In observance of “Juneteenth,” the oldest and most popular commemoration of the end of slavery in the United States, members of the Project 21 black leadership network are urging black Americans to overcome the hurt of past suffering and focus on the current opportunities and freedoms offered to them in modern-day America.
“Juneteenth marks the total emancipation of enslaved Americans. But a form of slavery still exists within the black community when too many of us confine ourselves to a rigid political mindset. Due to a very effective campaign waged by the political left, an overwhelming number of us blindly support policies that are not good for us or our community because we are duped into believing conservatives are racist. Conservatives value freedom, and that’s what Juneteenth is all about,” said Project 21 co-chairman Stacy Washington, a columnist and talk radio host in St, Louis, Missouri. “Not only is the left’s smear campaign false, it’s detrimental to the transactional nature of voting. We marginalize ourselves with our monolithic support of a leftist agenda that fails to improve black lives. I hope this Juneteenth can mark a new beginning for blacks in America with a return to requiring real results for political support.”
Juneteenth, now an official holiday or observance in at least 40 states, will be observed on Monday, June 19, 2017. It commemorates the anniversary of the arrival of Union troops in Galveston, Texas on June 19, 1865. Those soldiers informed residents that the Civil War was over and President Abraham Lincoln’s Emancipation Proclamation abolished slavery two-and-a-half years earlier.
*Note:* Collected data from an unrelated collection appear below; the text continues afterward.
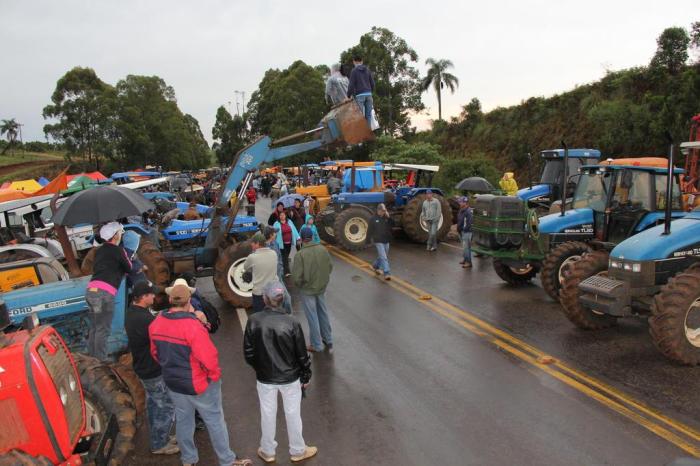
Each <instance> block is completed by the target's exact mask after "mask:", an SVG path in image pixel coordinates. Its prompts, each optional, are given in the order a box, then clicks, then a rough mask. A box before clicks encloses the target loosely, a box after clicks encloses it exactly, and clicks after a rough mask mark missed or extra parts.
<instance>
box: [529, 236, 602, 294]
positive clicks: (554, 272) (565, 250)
mask: <svg viewBox="0 0 700 466" xmlns="http://www.w3.org/2000/svg"><path fill="white" fill-rule="evenodd" d="M588 252H591V247H590V246H589V245H587V244H586V243H582V242H580V241H570V242H567V243H563V244H560V245H559V246H557V247H556V248H554V249H552V250H551V251H549V254H547V256H546V257H545V258H544V262H543V263H542V271H541V272H540V280H541V281H542V288H544V291H546V292H547V294H548V295H549V296H550V297H551V298H552V299H553V300H555V301H559V290H561V283H562V281H563V280H564V270H566V268H567V267H569V266H570V265H572V264H573V263H574V262H577V261H579V260H581V258H582V257H583V255H584V254H586V253H588Z"/></svg>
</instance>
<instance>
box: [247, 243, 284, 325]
mask: <svg viewBox="0 0 700 466" xmlns="http://www.w3.org/2000/svg"><path fill="white" fill-rule="evenodd" d="M251 246H252V247H253V253H252V254H250V255H249V256H248V257H247V258H246V260H245V262H244V263H243V270H244V271H246V272H249V271H250V272H252V273H253V312H260V311H262V310H263V309H264V308H265V303H264V302H263V295H262V291H263V288H264V286H265V285H267V284H268V283H270V282H273V281H277V280H280V278H279V277H278V276H277V254H276V253H275V251H273V250H272V249H270V248H269V247H267V239H265V235H263V234H262V233H261V232H258V233H256V234H255V235H253V238H251Z"/></svg>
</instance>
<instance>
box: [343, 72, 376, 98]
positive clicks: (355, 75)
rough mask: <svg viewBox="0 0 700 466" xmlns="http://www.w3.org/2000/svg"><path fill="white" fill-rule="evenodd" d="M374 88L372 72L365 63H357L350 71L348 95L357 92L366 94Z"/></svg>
mask: <svg viewBox="0 0 700 466" xmlns="http://www.w3.org/2000/svg"><path fill="white" fill-rule="evenodd" d="M373 90H374V78H373V77H372V72H371V71H370V70H369V68H367V67H366V66H365V65H357V66H356V67H355V68H353V69H352V73H350V84H348V97H353V96H356V95H358V94H366V93H368V92H372V91H373Z"/></svg>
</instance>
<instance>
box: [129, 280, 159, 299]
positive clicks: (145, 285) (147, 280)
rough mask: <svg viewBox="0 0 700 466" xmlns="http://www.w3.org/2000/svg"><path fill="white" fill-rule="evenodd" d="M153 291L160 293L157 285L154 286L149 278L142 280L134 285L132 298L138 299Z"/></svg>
mask: <svg viewBox="0 0 700 466" xmlns="http://www.w3.org/2000/svg"><path fill="white" fill-rule="evenodd" d="M151 293H153V294H156V293H158V290H157V289H156V287H155V286H153V283H151V282H149V281H148V280H141V281H140V282H138V283H136V284H135V285H134V289H133V290H131V298H132V299H136V298H140V297H141V296H144V295H147V294H151Z"/></svg>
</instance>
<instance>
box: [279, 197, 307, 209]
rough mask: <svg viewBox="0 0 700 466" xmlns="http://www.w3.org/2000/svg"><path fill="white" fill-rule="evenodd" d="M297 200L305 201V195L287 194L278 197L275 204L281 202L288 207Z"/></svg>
mask: <svg viewBox="0 0 700 466" xmlns="http://www.w3.org/2000/svg"><path fill="white" fill-rule="evenodd" d="M296 200H299V201H301V202H302V203H303V202H304V196H302V195H301V194H285V195H284V196H282V197H280V198H279V199H277V202H275V205H277V203H278V202H281V203H282V205H283V206H284V208H285V209H288V208H290V207H292V206H293V205H294V201H296Z"/></svg>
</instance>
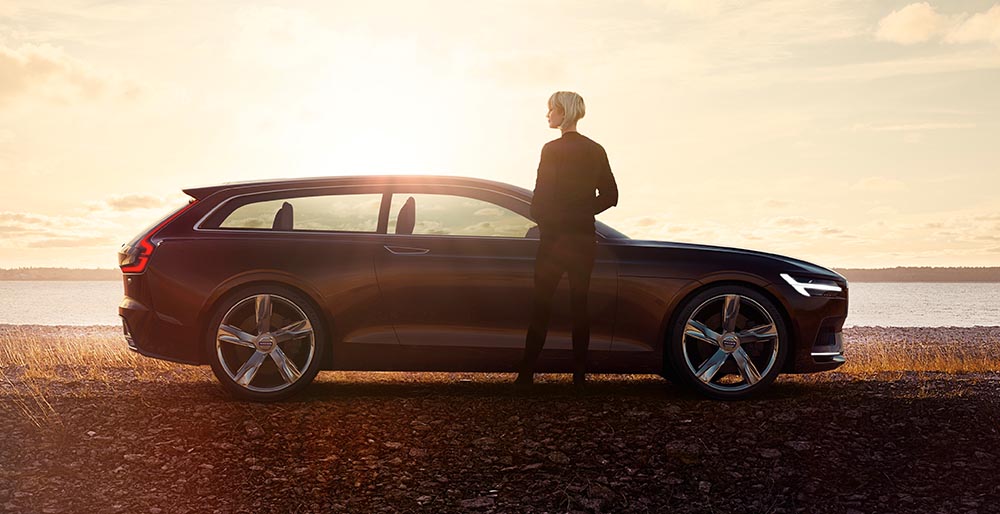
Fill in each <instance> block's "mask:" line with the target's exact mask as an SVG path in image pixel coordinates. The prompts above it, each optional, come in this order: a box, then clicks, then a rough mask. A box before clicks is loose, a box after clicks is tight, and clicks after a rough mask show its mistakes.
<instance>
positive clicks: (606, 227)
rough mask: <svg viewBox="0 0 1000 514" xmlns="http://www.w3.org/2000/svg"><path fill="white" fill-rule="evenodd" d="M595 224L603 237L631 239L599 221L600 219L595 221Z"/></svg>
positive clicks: (620, 238) (619, 232)
mask: <svg viewBox="0 0 1000 514" xmlns="http://www.w3.org/2000/svg"><path fill="white" fill-rule="evenodd" d="M594 223H596V224H597V231H598V232H600V233H601V234H604V237H606V238H608V239H631V238H630V237H628V236H626V235H625V234H623V233H621V232H619V231H617V230H615V229H613V228H611V226H609V225H606V224H604V223H601V222H600V221H595V222H594Z"/></svg>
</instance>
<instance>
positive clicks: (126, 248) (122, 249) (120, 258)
mask: <svg viewBox="0 0 1000 514" xmlns="http://www.w3.org/2000/svg"><path fill="white" fill-rule="evenodd" d="M196 202H197V200H194V199H192V200H191V201H190V202H189V203H188V204H187V205H185V206H184V207H181V208H180V209H178V210H177V212H175V213H173V214H171V215H170V216H167V217H166V218H165V219H164V220H163V221H161V222H159V223H157V224H156V225H154V226H153V228H151V229H149V230H147V231H146V233H145V234H143V235H142V236H141V237H140V238H139V240H138V241H136V242H135V243H134V244H132V245H131V246H130V245H129V244H128V243H125V244H123V245H122V249H121V250H120V251H119V252H118V267H120V268H121V270H122V273H142V272H143V271H145V270H146V264H147V263H148V262H149V257H150V256H151V255H153V250H154V249H155V246H153V242H152V241H151V239H152V237H153V236H154V235H156V233H157V232H159V231H160V229H161V228H163V227H165V226H166V225H167V224H168V223H170V222H171V221H173V220H174V219H176V218H177V217H178V216H180V215H181V214H183V213H184V211H186V210H188V209H190V208H191V207H193V206H194V204H195V203H196Z"/></svg>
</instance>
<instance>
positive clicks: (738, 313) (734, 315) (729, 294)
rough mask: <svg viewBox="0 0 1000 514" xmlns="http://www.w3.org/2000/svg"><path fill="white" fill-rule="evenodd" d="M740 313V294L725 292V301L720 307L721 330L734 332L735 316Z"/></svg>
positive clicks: (734, 330)
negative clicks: (721, 312) (731, 293)
mask: <svg viewBox="0 0 1000 514" xmlns="http://www.w3.org/2000/svg"><path fill="white" fill-rule="evenodd" d="M739 313H740V295H738V294H727V295H726V303H725V305H724V306H723V307H722V330H723V332H734V331H735V330H736V316H737V315H739Z"/></svg>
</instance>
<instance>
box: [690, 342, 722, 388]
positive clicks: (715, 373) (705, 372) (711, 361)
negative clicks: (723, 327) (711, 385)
mask: <svg viewBox="0 0 1000 514" xmlns="http://www.w3.org/2000/svg"><path fill="white" fill-rule="evenodd" d="M727 356H728V354H727V353H726V352H724V351H722V349H721V348H720V349H719V350H716V352H715V354H713V355H712V356H711V357H709V358H708V360H707V361H705V362H704V364H702V365H701V367H700V368H698V371H695V373H694V374H695V375H697V377H698V380H701V381H702V382H704V383H706V384H707V383H709V382H711V381H712V379H713V378H715V375H716V373H718V372H719V368H721V367H722V365H723V364H725V363H726V357H727Z"/></svg>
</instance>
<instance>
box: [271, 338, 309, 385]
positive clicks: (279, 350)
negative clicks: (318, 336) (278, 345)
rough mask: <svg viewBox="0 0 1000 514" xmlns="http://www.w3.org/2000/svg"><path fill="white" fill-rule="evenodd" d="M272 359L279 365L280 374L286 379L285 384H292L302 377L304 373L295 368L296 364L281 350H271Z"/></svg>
mask: <svg viewBox="0 0 1000 514" xmlns="http://www.w3.org/2000/svg"><path fill="white" fill-rule="evenodd" d="M271 358H272V359H274V363H275V364H277V365H278V372H280V373H281V378H284V379H285V383H288V384H291V383H293V382H295V381H297V380H298V379H299V377H301V376H302V372H301V371H299V368H297V367H295V363H294V362H292V360H291V359H289V358H288V356H286V355H285V352H283V351H282V350H281V348H279V347H277V346H275V347H274V350H271Z"/></svg>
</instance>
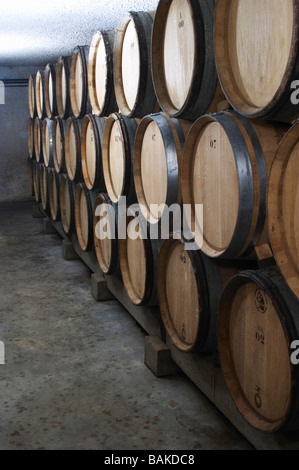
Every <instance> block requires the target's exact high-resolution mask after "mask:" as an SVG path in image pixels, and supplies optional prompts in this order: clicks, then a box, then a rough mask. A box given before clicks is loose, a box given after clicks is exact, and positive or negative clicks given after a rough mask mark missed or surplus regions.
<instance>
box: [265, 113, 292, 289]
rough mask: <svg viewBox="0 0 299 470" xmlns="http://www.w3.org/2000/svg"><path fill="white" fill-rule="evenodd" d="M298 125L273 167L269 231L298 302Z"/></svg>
mask: <svg viewBox="0 0 299 470" xmlns="http://www.w3.org/2000/svg"><path fill="white" fill-rule="evenodd" d="M298 131H299V122H298V121H297V123H295V124H294V125H293V126H292V127H291V128H290V130H289V131H288V132H287V133H286V135H285V137H284V138H283V139H282V141H281V143H280V145H279V147H278V149H277V152H276V154H275V158H274V161H273V164H272V167H271V172H270V177H269V186H268V204H267V207H268V215H269V217H268V230H269V237H270V242H271V247H272V251H273V255H274V258H275V260H276V263H277V265H278V266H279V267H280V270H281V272H282V274H283V276H284V278H285V280H286V282H287V284H288V285H289V287H290V288H291V289H292V291H293V292H294V294H295V295H296V296H297V297H298V298H299V286H298V275H299V248H298V246H299V245H298V241H299V225H298V220H299V217H298V210H299V206H298V201H299V199H298V196H299V188H298V178H299V171H298V159H299V134H298Z"/></svg>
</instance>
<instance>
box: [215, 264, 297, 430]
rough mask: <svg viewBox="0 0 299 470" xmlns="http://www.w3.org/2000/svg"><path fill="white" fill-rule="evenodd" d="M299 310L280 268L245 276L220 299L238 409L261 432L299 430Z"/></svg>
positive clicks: (229, 379)
mask: <svg viewBox="0 0 299 470" xmlns="http://www.w3.org/2000/svg"><path fill="white" fill-rule="evenodd" d="M298 308H299V305H298V300H297V298H296V297H295V296H294V294H293V293H292V291H291V290H290V289H289V287H288V286H287V284H286V283H285V281H284V279H283V276H282V275H281V273H280V271H279V269H278V268H277V267H272V268H268V269H265V270H246V271H242V272H239V273H238V274H237V275H236V276H234V277H233V278H232V279H231V280H230V281H229V282H228V283H227V285H226V286H225V289H224V292H223V294H222V297H221V300H220V306H219V321H218V349H219V358H220V364H221V368H222V372H223V375H224V378H225V381H226V384H227V387H228V390H229V392H230V394H231V397H232V399H233V401H234V403H235V405H236V406H237V408H238V410H239V411H240V413H241V414H242V416H243V417H244V418H245V419H246V420H247V422H248V423H250V425H252V426H253V427H254V428H256V429H258V430H259V431H263V432H267V433H271V432H272V433H273V432H275V431H278V430H291V429H292V430H293V429H298V426H299V419H298V418H299V403H298V398H299V389H298V385H299V375H298V374H299V369H298V366H296V365H294V364H293V363H292V361H291V354H292V349H291V344H292V342H293V340H298V338H299V336H298V335H299V322H298V315H297V314H298Z"/></svg>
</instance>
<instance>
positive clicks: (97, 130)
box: [81, 114, 106, 192]
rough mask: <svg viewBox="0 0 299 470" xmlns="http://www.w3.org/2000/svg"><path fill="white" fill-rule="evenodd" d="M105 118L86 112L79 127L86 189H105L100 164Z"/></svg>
mask: <svg viewBox="0 0 299 470" xmlns="http://www.w3.org/2000/svg"><path fill="white" fill-rule="evenodd" d="M105 122H106V119H105V118H104V117H98V116H95V115H93V114H86V115H85V116H84V118H83V120H82V128H81V164H82V173H83V178H84V182H85V184H86V186H87V188H88V189H90V190H97V191H100V192H101V191H105V188H106V187H105V180H104V173H103V165H102V142H103V133H104V128H105Z"/></svg>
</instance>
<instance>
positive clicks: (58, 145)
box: [52, 116, 65, 173]
mask: <svg viewBox="0 0 299 470" xmlns="http://www.w3.org/2000/svg"><path fill="white" fill-rule="evenodd" d="M64 133H65V120H63V119H61V118H60V117H59V116H55V117H54V119H53V127H52V139H53V144H52V149H53V164H54V168H55V171H56V173H62V172H64V170H65V152H64Z"/></svg>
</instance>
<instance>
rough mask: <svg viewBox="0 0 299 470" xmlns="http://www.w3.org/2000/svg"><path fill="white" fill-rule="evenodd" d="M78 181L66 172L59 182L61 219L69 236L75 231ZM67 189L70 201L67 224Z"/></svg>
mask: <svg viewBox="0 0 299 470" xmlns="http://www.w3.org/2000/svg"><path fill="white" fill-rule="evenodd" d="M76 186H77V183H76V182H75V181H71V180H70V179H69V177H68V175H67V174H66V173H62V174H61V175H60V184H59V207H60V220H61V225H62V229H63V231H64V233H65V234H66V236H67V237H70V236H71V235H72V234H73V233H74V232H75V192H76ZM66 190H67V193H68V195H69V201H70V222H69V225H68V226H67V224H66V217H65V216H64V210H65V207H64V206H65V200H64V198H65V195H64V192H65V191H66Z"/></svg>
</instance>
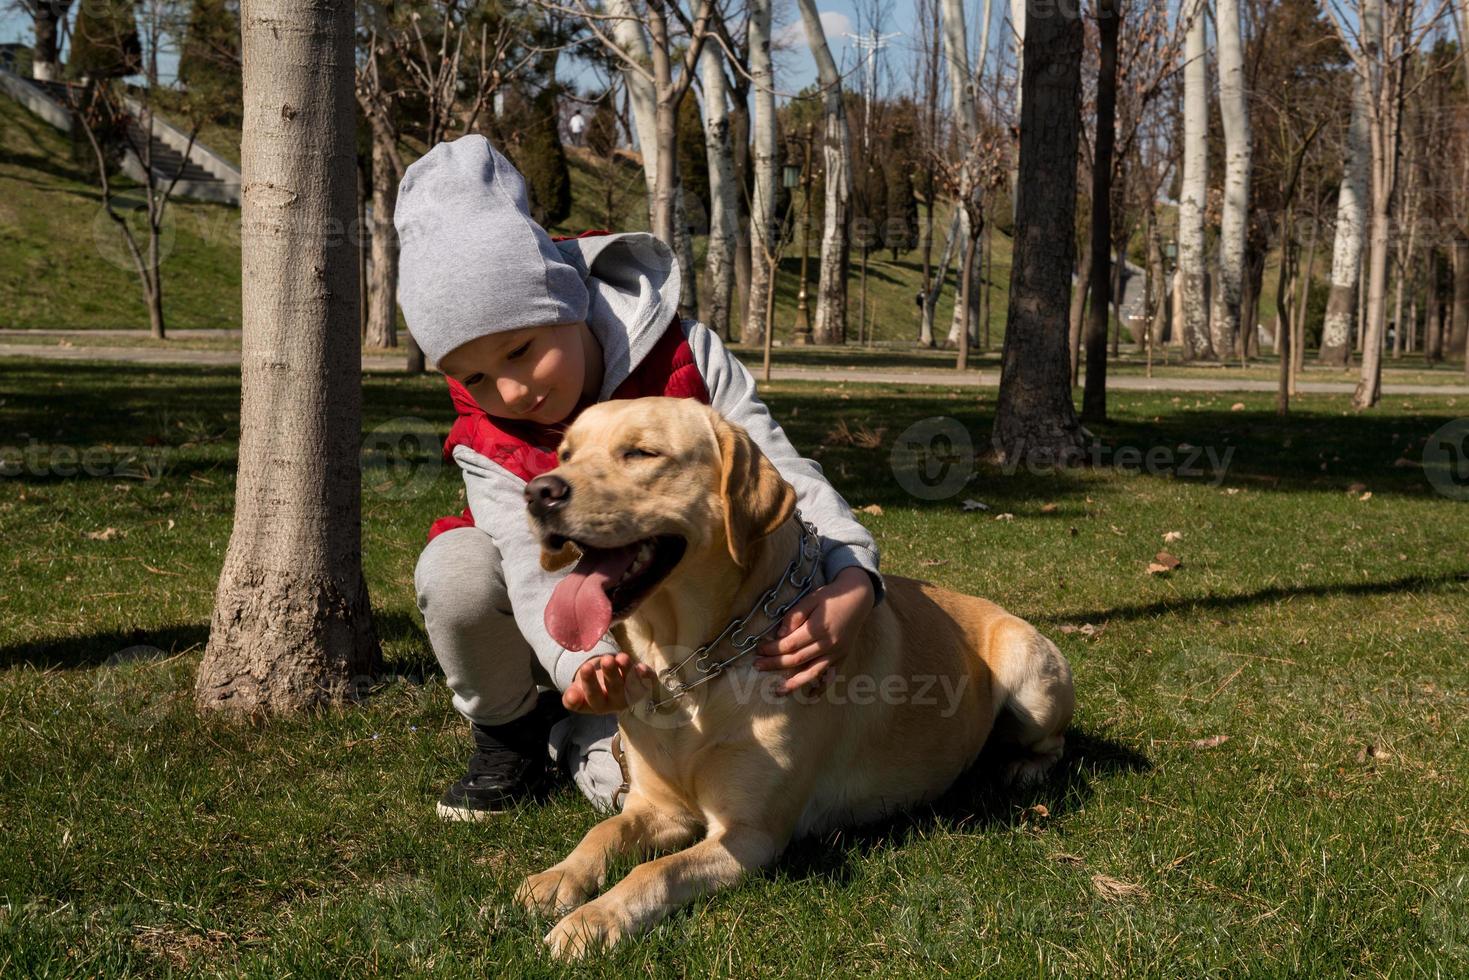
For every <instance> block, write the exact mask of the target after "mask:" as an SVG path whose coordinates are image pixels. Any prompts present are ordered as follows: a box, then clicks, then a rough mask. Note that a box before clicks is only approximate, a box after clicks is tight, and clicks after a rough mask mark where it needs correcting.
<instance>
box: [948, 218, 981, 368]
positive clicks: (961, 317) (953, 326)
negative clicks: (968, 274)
mask: <svg viewBox="0 0 1469 980" xmlns="http://www.w3.org/2000/svg"><path fill="white" fill-rule="evenodd" d="M972 238H974V231H972V228H971V223H970V215H968V212H967V210H965V209H962V207H961V209H959V248H962V250H964V251H962V253H961V254H959V269H964V262H965V260H967V259H968V244H967V242H970V241H971V239H972ZM965 310H968V316H965ZM978 325H980V294H978V291H974V292H971V294H970V303H968V307H965V304H964V303H961V301H959V297H958V295H955V298H953V313H952V314H950V316H949V336H948V338H946V339H945V345H948V347H958V345H959V332H961V331H965V332H968V335H970V336H971V338H974V336H977V335H978V329H977V328H978Z"/></svg>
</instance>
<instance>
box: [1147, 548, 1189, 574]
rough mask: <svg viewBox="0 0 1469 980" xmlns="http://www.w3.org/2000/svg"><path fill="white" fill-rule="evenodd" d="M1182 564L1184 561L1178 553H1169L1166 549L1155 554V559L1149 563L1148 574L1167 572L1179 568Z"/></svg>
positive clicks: (1154, 573) (1160, 573) (1147, 567)
mask: <svg viewBox="0 0 1469 980" xmlns="http://www.w3.org/2000/svg"><path fill="white" fill-rule="evenodd" d="M1181 566H1183V561H1180V560H1178V557H1177V555H1174V554H1169V552H1166V551H1159V552H1158V554H1156V555H1153V560H1152V561H1149V563H1147V574H1166V573H1168V572H1172V570H1174V569H1178V567H1181Z"/></svg>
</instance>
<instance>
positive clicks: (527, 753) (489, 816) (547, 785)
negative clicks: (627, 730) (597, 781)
mask: <svg viewBox="0 0 1469 980" xmlns="http://www.w3.org/2000/svg"><path fill="white" fill-rule="evenodd" d="M563 716H566V708H563V707H561V695H560V693H558V692H555V691H548V692H544V693H542V695H541V698H539V701H538V702H536V707H535V708H532V710H530V714H526V716H521V717H519V718H516V720H514V721H510V723H507V724H495V726H482V724H472V726H470V732H472V735H473V738H474V754H473V755H472V757H470V760H469V771H467V773H466V774H464V776H463V777H461V779H460V780H458V782H457V783H454V785H452V786H450V788H448V789H445V790H444V795H442V796H441V798H439V805H438V813H439V817H441V818H444V820H470V821H477V820H489V818H491V817H494V815H495V814H499V813H505V811H507V810H510V808H511V807H514V805H516V804H519V802H523V801H527V799H535V798H538V796H541V795H544V792H545V789H546V786H548V783H549V782H551V771H549V764H548V763H549V760H548V757H546V735H548V733H549V732H551V726H552V724H554V723H555V721H557V718H560V717H563Z"/></svg>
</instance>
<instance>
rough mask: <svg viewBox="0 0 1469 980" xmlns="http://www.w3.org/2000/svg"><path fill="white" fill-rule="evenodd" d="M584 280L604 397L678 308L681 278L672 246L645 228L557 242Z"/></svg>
mask: <svg viewBox="0 0 1469 980" xmlns="http://www.w3.org/2000/svg"><path fill="white" fill-rule="evenodd" d="M555 247H557V248H558V250H560V251H561V256H563V257H564V259H566V262H567V264H570V266H573V267H574V269H576V270H577V272H580V273H582V278H583V281H585V282H586V292H588V300H589V301H588V306H586V325H588V326H589V328H591V329H592V334H593V335H595V336H596V341H598V342H599V344H601V345H602V389H601V392H598V397H596V400H598V401H605V400H607V398H608V397H611V394H613V392H614V391H616V389H617V386H618V385H621V383H623V382H624V381H626V379H627V375H630V373H632V372H633V369H635V367H638V364H640V363H642V359H643V357H646V356H648V351H651V350H652V347H654V344H657V342H658V338H660V336H663V332H664V331H665V329H667V328H668V323H670V322H671V320H673V317H674V316H676V314H677V311H679V298H680V295H682V291H683V278H682V273H680V270H679V260H677V259H676V257H674V254H673V250H670V248H668V245H665V244H663V242H661V241H658V239H657V238H654V237H652V235H651V234H648V232H626V234H621V235H592V237H589V238H569V239H566V241H558V242H555Z"/></svg>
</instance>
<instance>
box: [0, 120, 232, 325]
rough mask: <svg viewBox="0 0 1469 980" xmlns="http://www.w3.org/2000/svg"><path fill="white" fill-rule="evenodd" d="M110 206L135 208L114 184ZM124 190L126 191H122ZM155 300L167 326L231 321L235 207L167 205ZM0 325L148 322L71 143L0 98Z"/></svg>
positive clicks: (138, 296) (118, 251)
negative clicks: (160, 258) (72, 155)
mask: <svg viewBox="0 0 1469 980" xmlns="http://www.w3.org/2000/svg"><path fill="white" fill-rule="evenodd" d="M118 188H119V190H120V198H122V200H120V201H119V209H132V207H140V206H141V204H142V198H141V197H140V195H137V194H135V191H137V190H138V187H137V185H135V184H132V182H131V181H120V182H119V184H118ZM129 191H131V192H129ZM165 229H166V245H165V259H163V303H165V311H166V317H167V325H169V326H173V328H238V326H239V212H238V210H237V209H234V207H226V206H222V204H200V203H194V201H170V203H169V206H167V210H166V212H165ZM0 326H4V328H37V326H51V328H147V326H148V313H147V307H145V306H144V301H142V288H141V287H140V284H138V276H137V273H135V272H134V269H132V264H131V260H129V259H128V256H126V251H125V247H123V239H122V235H120V232H119V231H118V229H116V226H115V225H113V222H112V219H110V217H109V216H107V213H106V210H103V204H101V192H100V191H98V190H97V187H95V182H94V176H93V173H91V172H90V170H88V169H87V167H84V166H82V165H81V163H78V162H75V160H73V159H72V154H71V141H69V140H68V138H66V135H63V134H60V132H57V131H56V129H53V128H51V126H48V125H47V123H44V122H41V120H40V119H37V118H35V116H32V115H31V113H29V112H26V110H25V109H22V107H21V106H18V104H16V103H15V101H12V100H10V98H3V97H0Z"/></svg>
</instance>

Galveston’s former slave population began celebrating their freedom on the anniversary of this day in an event that became known as Juneteenth. The commemoration became a stabilizing and motivating presence among black Texans experiencing new uncertainties associated with their newfound freedom and their full integration into American society.
“Juneteenth provides a blueprint for black success in the modern era,” said Project 21 member Kevin L. Martin, a U.S. Navy veteran and business owner in the Washington, D.C. area. “Just as the Union soldiers delivered word to the last enslaved Africans that the Civil War was over and they were free, today black Americans who understand the potential of America must deliver the word to our community. They need to teach that only we can save ourselves from the issues plaguing our community such as hopelessness, lack of economic empowerment, lack of quality education, mass violence, distrust and bitterness. We must understand that true freedom is in ourselves, and not a gift granted by government, politicians or self-styled leaders of our community.”
The observance of Juneteenth and its emphasis on self-improvement and advancement soon spread from Texas to be recognized in communities across the United States. While Juneteenth is often celebrated with festivities such as picnics and parades, there is still an emphasis on self-improvement and education that is considered an integral part of the observance.
“In our quest for freedom, the descendants of chattel slavery too often focus solely on past suffering and our liberation from it. Those who freed us are often forgotten in this uniquely American story. These include the white abolitionists, lawmakers, solders and others who toiled to advance our race and give us hope,” said Project 21 member Ted Hayes, a longtime community organizer and homeless activist in Los Angeles, California. “For too long, we’ve not thanked God and those who liberated our people for our grand existence in this nation of freedom. Let’s acknowledge those liberators a little bit more in the story as we observe Juneteeth.”
Project 21 member Richard S. Holt, a political consultant in southern Ohio, added: “Juneteenth observances highlight education. We claim that a mind is a terrible thing to waste, yet there’s no greater place to see a mind wasted than in today’s underperforming public schools. That’s why school vouchers are key to the true modern liberation of black people. Our community must take the lead and boldly shed the final shackles of the oppression of ignorance by fighting tooth and nail to ensure the dreams of our ancestors are finally achieved in our time.”
Project 21 members have been interviewed or cited by the media on thousands of occasions that include the Fox News Channel, MSNBC, TVOne, the Philadelphia Inquirer, Westwood One, St. Louis Post-Dispatch, SiriusXM satellite radio and 50,000-watt talk radio stations such as WBZ-Boston and KDKA-Pittsburgh. They speak out on issues that include civil rights, entitlement programs, the economy, race preferences, education and corporate social responsibility. Project 21 has participated in cases before the U.S. Supreme Court regarding race preferences and voting rights and has defended voter ID laws at the United Nations. Its volunteer members come from all walks of life and are not salaried political professionals.